Fed’s large interest rate cut should boost gold demand – Citi

Investing.com —Β The Federal Reserve’s decision to aggressively cut interest rates last week should boost investor appetite for gold, according to analysts at Citi.

In a note to clients, the analysts reiterated their “bullish” stance on the metal, projecting a baseline average price of $2,800 to $3,000 per ounce in 2025.

Gold prices hit a record high in Asian trade on Monday thanks to persistent cheer over lower US interest rates as well as uncertainty before more economic cues this week.
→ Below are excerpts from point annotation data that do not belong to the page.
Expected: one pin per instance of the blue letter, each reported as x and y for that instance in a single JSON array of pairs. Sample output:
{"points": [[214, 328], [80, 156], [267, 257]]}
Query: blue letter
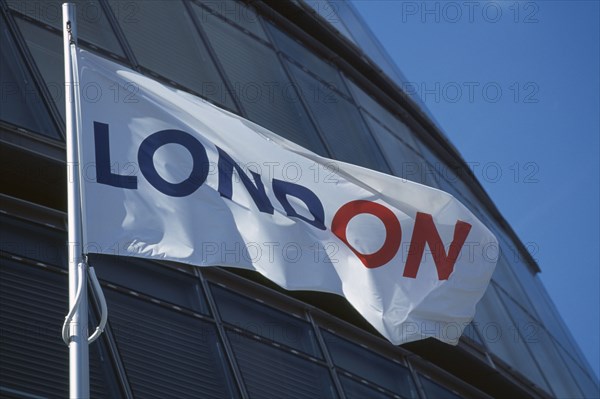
{"points": [[103, 173], [199, 162], [226, 166], [282, 189]]}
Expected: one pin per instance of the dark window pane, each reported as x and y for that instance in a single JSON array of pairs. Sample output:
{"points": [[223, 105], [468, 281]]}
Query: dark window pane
{"points": [[587, 382], [358, 390], [404, 162], [370, 366], [340, 122], [167, 354], [267, 322], [307, 58], [32, 241], [498, 331], [471, 332], [35, 360], [261, 85], [47, 51], [236, 12], [92, 24], [435, 390], [152, 279], [21, 103], [543, 350], [328, 11], [273, 373], [164, 40]]}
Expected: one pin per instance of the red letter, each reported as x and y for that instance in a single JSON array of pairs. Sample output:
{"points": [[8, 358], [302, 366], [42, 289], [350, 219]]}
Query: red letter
{"points": [[425, 232], [393, 232]]}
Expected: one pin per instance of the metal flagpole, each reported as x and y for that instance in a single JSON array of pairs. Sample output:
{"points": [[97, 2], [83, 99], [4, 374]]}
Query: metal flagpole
{"points": [[77, 319]]}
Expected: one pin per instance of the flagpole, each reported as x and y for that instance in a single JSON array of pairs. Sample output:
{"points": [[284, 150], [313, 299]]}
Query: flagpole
{"points": [[78, 303]]}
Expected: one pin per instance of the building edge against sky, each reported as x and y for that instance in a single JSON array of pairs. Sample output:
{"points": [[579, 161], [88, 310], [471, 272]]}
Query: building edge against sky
{"points": [[314, 74]]}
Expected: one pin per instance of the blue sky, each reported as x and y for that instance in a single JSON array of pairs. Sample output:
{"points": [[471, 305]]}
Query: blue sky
{"points": [[542, 130]]}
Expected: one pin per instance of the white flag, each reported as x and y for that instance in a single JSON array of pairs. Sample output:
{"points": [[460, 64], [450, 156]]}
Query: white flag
{"points": [[169, 176]]}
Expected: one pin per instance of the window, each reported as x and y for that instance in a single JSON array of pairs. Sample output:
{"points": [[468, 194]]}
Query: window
{"points": [[366, 364], [35, 360], [167, 353], [235, 11], [164, 40], [92, 25], [291, 47], [340, 122], [47, 51], [502, 338], [21, 103], [33, 241], [435, 390], [260, 84], [152, 279], [270, 372]]}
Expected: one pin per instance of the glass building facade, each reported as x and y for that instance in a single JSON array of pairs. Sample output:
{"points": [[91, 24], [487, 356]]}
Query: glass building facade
{"points": [[312, 72]]}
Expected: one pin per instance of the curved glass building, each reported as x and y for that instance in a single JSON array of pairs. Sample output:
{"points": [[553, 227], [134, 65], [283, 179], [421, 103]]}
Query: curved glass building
{"points": [[312, 72]]}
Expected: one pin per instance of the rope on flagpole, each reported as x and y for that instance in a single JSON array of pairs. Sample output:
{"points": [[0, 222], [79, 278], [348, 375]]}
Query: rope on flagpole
{"points": [[82, 265], [103, 308]]}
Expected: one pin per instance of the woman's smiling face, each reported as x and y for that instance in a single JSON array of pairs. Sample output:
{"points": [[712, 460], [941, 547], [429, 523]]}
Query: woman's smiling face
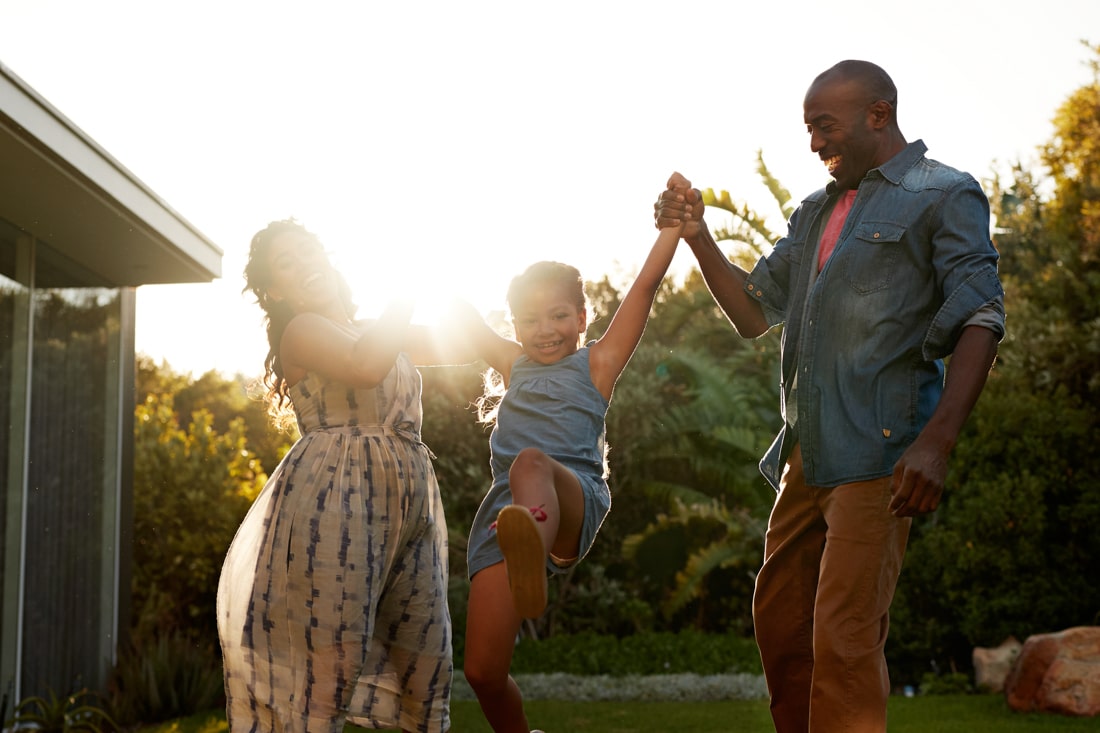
{"points": [[300, 272]]}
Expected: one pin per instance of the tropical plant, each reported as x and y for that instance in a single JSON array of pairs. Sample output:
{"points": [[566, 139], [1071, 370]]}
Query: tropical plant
{"points": [[165, 678], [79, 711]]}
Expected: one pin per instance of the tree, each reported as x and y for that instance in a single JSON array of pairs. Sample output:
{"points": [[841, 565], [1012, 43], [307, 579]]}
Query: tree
{"points": [[1013, 548], [193, 487]]}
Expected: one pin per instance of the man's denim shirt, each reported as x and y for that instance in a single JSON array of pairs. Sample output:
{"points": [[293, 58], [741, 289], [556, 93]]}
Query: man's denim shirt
{"points": [[866, 337]]}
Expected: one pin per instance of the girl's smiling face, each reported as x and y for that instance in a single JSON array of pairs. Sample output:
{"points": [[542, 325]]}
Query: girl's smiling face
{"points": [[548, 324], [300, 272]]}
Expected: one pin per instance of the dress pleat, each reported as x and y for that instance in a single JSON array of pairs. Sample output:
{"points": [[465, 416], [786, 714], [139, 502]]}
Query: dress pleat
{"points": [[332, 599]]}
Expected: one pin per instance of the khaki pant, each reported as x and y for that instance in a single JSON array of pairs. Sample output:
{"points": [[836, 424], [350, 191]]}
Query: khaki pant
{"points": [[821, 609]]}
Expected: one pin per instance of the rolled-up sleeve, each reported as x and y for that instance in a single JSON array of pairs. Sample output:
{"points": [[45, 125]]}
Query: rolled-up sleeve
{"points": [[966, 264]]}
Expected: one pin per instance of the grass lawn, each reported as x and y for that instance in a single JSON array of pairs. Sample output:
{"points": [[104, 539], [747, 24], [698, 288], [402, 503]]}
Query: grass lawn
{"points": [[921, 714]]}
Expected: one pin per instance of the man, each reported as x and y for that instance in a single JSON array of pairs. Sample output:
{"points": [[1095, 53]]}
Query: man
{"points": [[882, 274]]}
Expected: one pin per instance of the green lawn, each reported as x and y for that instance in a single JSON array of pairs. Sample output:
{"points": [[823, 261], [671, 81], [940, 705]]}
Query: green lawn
{"points": [[921, 714]]}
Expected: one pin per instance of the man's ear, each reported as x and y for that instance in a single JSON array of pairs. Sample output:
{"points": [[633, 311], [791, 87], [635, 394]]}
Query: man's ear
{"points": [[881, 113]]}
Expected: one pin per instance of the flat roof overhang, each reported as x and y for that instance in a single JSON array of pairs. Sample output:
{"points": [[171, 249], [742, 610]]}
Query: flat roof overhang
{"points": [[57, 185]]}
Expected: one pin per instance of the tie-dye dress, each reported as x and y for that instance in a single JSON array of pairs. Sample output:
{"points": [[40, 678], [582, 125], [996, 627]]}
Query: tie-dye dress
{"points": [[332, 600]]}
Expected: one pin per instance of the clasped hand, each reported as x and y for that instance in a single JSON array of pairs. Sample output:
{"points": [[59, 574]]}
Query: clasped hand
{"points": [[680, 205]]}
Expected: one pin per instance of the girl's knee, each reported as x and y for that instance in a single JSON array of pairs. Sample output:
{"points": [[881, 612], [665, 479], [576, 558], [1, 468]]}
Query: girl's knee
{"points": [[529, 459], [484, 678]]}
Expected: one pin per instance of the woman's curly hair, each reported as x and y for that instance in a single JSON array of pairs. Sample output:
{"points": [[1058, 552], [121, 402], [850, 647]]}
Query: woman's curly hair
{"points": [[278, 314]]}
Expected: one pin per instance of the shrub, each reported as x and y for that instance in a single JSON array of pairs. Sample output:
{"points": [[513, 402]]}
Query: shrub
{"points": [[640, 654], [79, 711], [166, 678]]}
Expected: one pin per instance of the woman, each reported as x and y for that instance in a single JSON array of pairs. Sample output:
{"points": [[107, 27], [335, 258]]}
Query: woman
{"points": [[332, 600]]}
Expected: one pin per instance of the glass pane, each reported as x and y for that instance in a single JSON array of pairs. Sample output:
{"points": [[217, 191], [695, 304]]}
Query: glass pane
{"points": [[70, 469]]}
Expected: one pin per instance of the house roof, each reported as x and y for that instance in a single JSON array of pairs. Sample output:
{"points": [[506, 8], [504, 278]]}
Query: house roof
{"points": [[57, 185]]}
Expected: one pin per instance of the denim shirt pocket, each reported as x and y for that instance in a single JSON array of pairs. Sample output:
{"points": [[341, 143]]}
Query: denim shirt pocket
{"points": [[869, 258]]}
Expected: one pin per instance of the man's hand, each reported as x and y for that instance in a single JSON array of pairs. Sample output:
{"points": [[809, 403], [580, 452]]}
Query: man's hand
{"points": [[919, 478], [679, 204]]}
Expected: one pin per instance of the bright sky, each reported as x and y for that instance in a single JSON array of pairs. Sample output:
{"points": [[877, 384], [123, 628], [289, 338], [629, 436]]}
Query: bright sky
{"points": [[440, 146]]}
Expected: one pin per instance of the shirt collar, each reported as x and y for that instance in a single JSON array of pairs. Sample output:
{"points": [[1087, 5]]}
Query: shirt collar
{"points": [[895, 168]]}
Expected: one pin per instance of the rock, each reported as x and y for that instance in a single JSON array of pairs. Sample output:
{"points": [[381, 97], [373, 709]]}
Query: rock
{"points": [[991, 665], [1057, 673]]}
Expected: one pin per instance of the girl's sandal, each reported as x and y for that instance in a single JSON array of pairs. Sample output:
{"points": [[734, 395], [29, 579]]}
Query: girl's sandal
{"points": [[525, 557]]}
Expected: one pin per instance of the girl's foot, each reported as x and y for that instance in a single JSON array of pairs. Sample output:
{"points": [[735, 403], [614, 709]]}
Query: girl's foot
{"points": [[525, 558]]}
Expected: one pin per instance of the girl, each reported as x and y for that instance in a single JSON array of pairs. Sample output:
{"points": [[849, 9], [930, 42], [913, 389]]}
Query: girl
{"points": [[549, 492], [332, 600]]}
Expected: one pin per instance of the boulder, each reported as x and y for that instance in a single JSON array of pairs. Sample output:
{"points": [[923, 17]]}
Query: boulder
{"points": [[1057, 673], [991, 665]]}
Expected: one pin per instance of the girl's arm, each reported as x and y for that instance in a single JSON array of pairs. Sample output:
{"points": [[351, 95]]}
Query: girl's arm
{"points": [[612, 352], [358, 358]]}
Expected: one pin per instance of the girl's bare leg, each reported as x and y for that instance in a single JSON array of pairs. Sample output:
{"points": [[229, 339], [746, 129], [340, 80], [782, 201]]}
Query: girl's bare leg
{"points": [[492, 624], [538, 480]]}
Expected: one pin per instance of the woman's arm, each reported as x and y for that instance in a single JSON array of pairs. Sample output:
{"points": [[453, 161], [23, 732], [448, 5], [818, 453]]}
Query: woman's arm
{"points": [[462, 338], [360, 358]]}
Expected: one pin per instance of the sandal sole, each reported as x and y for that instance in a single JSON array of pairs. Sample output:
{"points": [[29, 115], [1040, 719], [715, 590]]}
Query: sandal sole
{"points": [[525, 559]]}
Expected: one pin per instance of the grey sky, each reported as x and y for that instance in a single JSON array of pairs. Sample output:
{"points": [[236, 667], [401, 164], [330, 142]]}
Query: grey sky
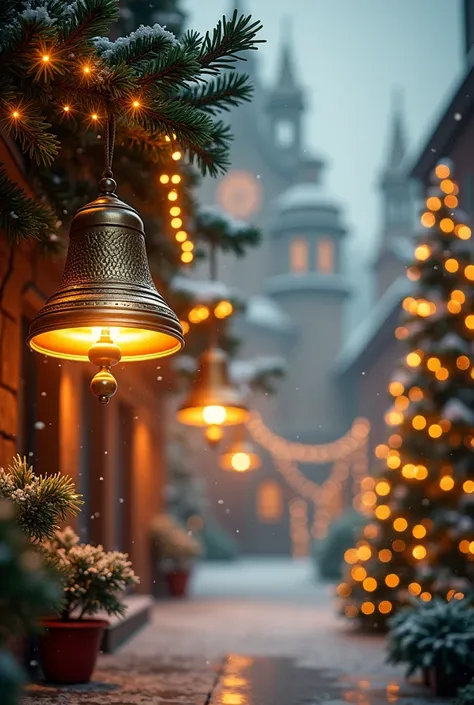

The yellow metal had already peaked last week after the Fed slashed borrowing costs by 50 basis points and signaled the beginning of an easing cycle that analysts expect could bring rates down by as much as 125 basis points this year.

Lower rates bode well for gold, given that they reduce the opportunity cost of investing in non-yielding assets. A decrease in borrowing costs also reduces the appeal of the dollar and debt.

This week, a slew of Fed members, most notably Chair Jerome Powell, are set to speak. Elsewhere, the monthly personal consumption expenditures price index data — one of the Fed’s preferred inflation gauges — is also due on Friday, and is likely to factor into the central bank’s monetary policy plans.

Beyond the Fed, central bank meetings in Switzerland and Sweden are both expected to also yield interest rate cuts this week.

Meanwhile, among industrial metals, optimism over a drawdown in rates has also bolstered copper in recent sessions.

Traders were focused on more stimulus measures in top importer China, after the People’s Bank of China unexpectedly cut repo rates to further boost local liquidity.

“Copper could be a bullish catch-up trade if Fed cuts and China easing produce a soft landing and a rebound for the global manufacturing growth cycle. However, a surprise victory [for Republican presidential candidate Donald Trump] in the US elections could make the path volatile, on tariff implementation risks,” the analysts at Citi said.